Вечный покой, привидевшийся Ду Дасиню во сне, действительно был уготован ему, и ждать оставалось всего несколько дней.
ПОСЛЕДНЯЯ ЛЮБОВЬ
Это был вечер глубокого покоя, в бескрайнем небе не было ни одного облачка, оно представлялось цельным, чистым, незапятнанным. В него было вкраплено лишь несколько звездочек, да в восточной стороне виднелся круг из белой яшмы: похожая на круглое зеркало луна медленно перемещалась по небосклону. Ли Цзиншу стояла на террасе в левой части особняка и любовалась луной. Легкий ветер шевелил ее волосы, она вдыхала разлитый повсюду аромат цветов коричного дерева. Девушка была погружена в раздумье, она думала об одном человеке…
И тут пришел Ду Дасинь. Он прошел по усыпанной лепестками цветов коричного дерева цементной дорожке, поднялся по лестнице и встал рядом с Цзиншу.
При свете луны исхудавшее лицо Дасиня казалось таинственно-прекрасным. Совершенно верно, когда человек твердо знает, что он приближается к смерти, и не испытывает при этом никаких сожалений, когда все мелочи повседневного бытия теряют в его глазах значение, он приобретает способность видеть все хранимые жизнью тайны. Ведь он уже ощущает себя сторонним наблюдателем, а не участником действия. И с души Ду Дасиня, казалось, тоже был сорван покров, и он увидел иной мир, недоступный глазам человека в обычное время.
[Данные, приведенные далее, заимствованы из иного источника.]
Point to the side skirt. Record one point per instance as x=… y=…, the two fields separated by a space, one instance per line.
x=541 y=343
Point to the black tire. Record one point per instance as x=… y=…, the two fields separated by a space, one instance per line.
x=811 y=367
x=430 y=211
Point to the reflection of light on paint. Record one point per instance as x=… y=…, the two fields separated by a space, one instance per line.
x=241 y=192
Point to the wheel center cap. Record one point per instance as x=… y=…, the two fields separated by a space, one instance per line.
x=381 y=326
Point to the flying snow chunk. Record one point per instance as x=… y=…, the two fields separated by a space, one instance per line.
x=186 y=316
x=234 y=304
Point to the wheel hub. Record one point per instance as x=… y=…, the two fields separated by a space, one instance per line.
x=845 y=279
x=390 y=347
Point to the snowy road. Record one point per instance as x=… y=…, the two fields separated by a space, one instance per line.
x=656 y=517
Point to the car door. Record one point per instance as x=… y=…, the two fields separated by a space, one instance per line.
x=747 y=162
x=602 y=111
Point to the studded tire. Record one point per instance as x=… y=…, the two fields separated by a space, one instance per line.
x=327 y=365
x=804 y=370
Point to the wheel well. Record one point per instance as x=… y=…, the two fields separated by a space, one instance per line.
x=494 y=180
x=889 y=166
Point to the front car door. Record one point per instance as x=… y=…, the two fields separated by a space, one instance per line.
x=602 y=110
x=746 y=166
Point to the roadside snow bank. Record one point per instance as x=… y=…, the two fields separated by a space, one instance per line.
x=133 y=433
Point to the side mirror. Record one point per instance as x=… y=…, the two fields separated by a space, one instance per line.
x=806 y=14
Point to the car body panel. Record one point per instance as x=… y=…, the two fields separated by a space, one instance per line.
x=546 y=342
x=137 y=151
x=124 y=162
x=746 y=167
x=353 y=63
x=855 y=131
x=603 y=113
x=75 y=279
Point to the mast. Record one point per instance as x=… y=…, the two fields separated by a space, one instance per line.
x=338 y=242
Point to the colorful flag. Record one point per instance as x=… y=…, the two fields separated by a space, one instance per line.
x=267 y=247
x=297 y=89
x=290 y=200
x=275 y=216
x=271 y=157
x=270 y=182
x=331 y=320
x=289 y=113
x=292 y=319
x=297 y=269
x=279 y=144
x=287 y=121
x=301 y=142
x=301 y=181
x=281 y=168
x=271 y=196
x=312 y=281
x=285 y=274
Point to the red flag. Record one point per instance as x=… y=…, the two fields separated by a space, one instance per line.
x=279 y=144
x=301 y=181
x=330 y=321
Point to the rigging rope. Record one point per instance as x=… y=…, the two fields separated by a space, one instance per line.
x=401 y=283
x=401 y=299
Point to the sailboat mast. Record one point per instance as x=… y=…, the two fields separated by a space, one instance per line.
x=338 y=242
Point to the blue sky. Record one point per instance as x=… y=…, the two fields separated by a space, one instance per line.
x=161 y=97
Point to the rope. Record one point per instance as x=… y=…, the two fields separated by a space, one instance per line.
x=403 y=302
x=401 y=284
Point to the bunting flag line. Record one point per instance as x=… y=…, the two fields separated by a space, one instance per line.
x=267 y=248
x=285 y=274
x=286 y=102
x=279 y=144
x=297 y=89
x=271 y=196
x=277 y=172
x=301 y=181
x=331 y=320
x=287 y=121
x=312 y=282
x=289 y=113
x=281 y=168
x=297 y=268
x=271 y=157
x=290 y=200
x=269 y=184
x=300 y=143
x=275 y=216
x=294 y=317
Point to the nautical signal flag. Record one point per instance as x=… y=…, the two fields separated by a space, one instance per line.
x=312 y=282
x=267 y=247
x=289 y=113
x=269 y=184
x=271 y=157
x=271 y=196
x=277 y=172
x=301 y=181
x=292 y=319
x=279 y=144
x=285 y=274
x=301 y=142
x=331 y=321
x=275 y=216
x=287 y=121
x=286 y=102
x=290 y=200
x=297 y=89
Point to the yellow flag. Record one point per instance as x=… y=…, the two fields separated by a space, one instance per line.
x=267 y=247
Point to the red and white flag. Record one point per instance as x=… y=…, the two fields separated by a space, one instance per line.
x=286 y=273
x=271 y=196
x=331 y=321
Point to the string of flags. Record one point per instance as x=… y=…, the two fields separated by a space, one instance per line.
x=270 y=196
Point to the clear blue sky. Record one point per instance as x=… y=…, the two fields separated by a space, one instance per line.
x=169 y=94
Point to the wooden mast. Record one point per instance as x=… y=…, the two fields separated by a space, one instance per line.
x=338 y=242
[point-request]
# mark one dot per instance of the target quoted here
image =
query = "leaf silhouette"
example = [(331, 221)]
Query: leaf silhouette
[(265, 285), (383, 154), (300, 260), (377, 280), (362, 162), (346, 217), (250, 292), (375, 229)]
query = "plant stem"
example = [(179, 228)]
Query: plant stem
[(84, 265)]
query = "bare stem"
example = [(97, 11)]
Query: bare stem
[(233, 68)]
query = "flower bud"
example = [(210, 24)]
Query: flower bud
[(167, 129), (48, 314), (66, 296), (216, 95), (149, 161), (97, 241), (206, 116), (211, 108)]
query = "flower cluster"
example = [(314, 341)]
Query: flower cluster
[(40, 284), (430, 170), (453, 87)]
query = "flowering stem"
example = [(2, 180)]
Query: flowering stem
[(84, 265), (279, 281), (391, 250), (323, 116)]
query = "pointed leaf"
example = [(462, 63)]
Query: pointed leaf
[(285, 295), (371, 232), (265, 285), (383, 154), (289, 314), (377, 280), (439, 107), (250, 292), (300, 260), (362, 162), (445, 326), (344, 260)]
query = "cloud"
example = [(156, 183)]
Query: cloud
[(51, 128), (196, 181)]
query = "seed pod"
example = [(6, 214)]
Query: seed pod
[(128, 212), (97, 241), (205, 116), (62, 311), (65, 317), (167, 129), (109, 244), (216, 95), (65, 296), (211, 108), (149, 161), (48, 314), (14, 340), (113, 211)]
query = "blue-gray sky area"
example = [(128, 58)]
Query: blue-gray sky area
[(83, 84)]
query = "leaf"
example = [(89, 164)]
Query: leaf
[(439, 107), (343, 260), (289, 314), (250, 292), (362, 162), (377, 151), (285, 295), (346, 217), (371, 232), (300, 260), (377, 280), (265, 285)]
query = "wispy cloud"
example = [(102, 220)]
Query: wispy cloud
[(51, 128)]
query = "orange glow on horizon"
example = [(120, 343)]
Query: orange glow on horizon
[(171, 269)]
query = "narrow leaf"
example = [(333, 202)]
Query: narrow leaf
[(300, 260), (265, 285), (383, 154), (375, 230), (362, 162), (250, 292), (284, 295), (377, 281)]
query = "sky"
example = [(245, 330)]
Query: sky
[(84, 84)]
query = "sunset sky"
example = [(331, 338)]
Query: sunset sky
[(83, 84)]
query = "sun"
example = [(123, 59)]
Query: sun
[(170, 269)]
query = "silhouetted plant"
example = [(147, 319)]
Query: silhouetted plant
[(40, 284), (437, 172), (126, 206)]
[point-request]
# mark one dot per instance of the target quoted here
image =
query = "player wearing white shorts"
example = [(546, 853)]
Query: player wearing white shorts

Не оставив следа, исчезли все суетные помыслы, в сердце пылал лишь огонь возвышенного идеала. Уходя в край вечного успокоения, он жалел людей, остающихся в этом мире, чтобы продолжать страдать. Далеко отогнав от себя земную любовь и ненависть, он сохранил лишь высокие устремления. В чистом сиянии луны он напоминал изображение святого с нимбом над головой.
Улыбаясь, он долго стоял рядом с Цзиншу. Она не избегала его пронзительного взгляда, угадывая в нем бесконечную доброжелательность. Сначала она хотела бросить ему упрек, что он так долго не приходил в их дом, заставляя ее думать о нем, но, увидев выражение его лица, решила оставить при себе заготовленные слова.
Внезапно на его лицо снова набежала печаль. Девушка заметила, что в его глазах заблестели слезинки. Он плакал! Ночь была необычайно тихой, и они оба не нарушали молчания. Она начала догадываться, что для долгого отсутствия у него были свои печальные причины. Сейчас же он пришел, чтобы сказать нечто значительное. Ей хотелось расспросить его, но что-то не давало ей раскрыть рта, и она лишь еле слышно прошептала:
— Дасинь…
— Цзиншу, я должен сказать тебе несколько слов. Надеюсь, ты на меня не обидишься… — Голос Ду Дасиня слегка дрожал, его полные слез глаза грустно смотрели на нее в ожидании ответа.
— Как ты можешь говорить такое? Разве я могу обидеться на тебя? — произнесла она наигранно-удивленным тоном.
— Да, я знаю, что не можешь… Сейчас я хочу высказать то, что уже давно таится в моей душе. Я много раз порывался сказать тебе об этом, но, сам не знаю почему, до сих пор этого не сделал. Сегодняшний вечер — это последняя возможность, если не скажу сейчас, значит, уже не скажу никогда… Тебя впереди ждет счастье, ты молода, полна жизненной силы, ты бесконечно добра… Все это я знаю. Я часто задавал себе вопрос: может ли такой человек, как я, занимать место в твоем сердце? Вот об этом я и хочу спросить тебя сейчас: способен ли я занимать какое-то место в твоем сердце, в самой его глубине? — Он облокотился на перила, прикрыв рукой лицо.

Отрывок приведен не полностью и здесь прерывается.